The U.S. Department of Labor, Wage and Hour Division, issued its second Administrator’s Interpretation on June 16, 2010. Interpretation 2010-2

The AI concerns application of 29 U.S.C. 203(o).

In my opinion, this AI may very well have a significant impact in donning and doffing cases brought under the Fair Labor Standards Act (FLSA). In these cases, workers seek to be paid for time spent donning and doffing protective/sanitary gear, for example, and for time spent walking to the worksite.

In some circumstances, however, 29 U.S.C. 203(o) permits employers to not pay workers for time spent donning and doffing protective/sanitary gear and for time spent walking to the worksite.
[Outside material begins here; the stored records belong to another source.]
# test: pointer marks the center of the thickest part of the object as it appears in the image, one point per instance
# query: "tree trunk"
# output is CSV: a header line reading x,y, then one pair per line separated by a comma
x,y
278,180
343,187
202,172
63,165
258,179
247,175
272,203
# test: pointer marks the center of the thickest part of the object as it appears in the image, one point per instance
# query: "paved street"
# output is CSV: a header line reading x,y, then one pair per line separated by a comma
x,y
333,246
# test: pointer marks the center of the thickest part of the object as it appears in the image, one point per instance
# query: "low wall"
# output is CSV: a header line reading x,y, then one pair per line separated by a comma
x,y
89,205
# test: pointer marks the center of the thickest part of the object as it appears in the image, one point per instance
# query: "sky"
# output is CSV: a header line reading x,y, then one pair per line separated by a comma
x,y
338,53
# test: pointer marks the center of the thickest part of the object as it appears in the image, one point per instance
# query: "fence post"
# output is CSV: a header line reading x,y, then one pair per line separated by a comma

Specifically, an employer can avoid paying for donning and doffing time, if the employer establishes that the workers are changing into “clothes” and that the employer and the workers’ union have expressly agreed to exclude such time as being compensable or a custom or practice exists between the employer and the union regarding the non-payment of time.

Many court cases recently have discussed what constitutes “clothes” as that term is defined at § 203(o).

AI 2010-2 defines the term “clothes” as used in § 203(o) in a narrow fashion as intended by Congress and rejects Opinion Letters issued by the DOL during the Bush Administration, which had greatly expanded the definition of “clothes”. Before the Bush Administration, the DOL had interpreted the term “clothes” in a narrow, pro-worker fashion that is consistent with the purpose and remedial scope of the FLSA. Thus, in my opinion AI 2010-2 restores the status quo.

Also, AI 2010-2 further states that clothes changing activity, which is covered by § 203(o), may constitute a principal activity under the FLSA. Accordingly, for example, walking time, which follows clothes changing activity covered under § 203(o), may be compensable even if the time spent changing clothes is not compensable.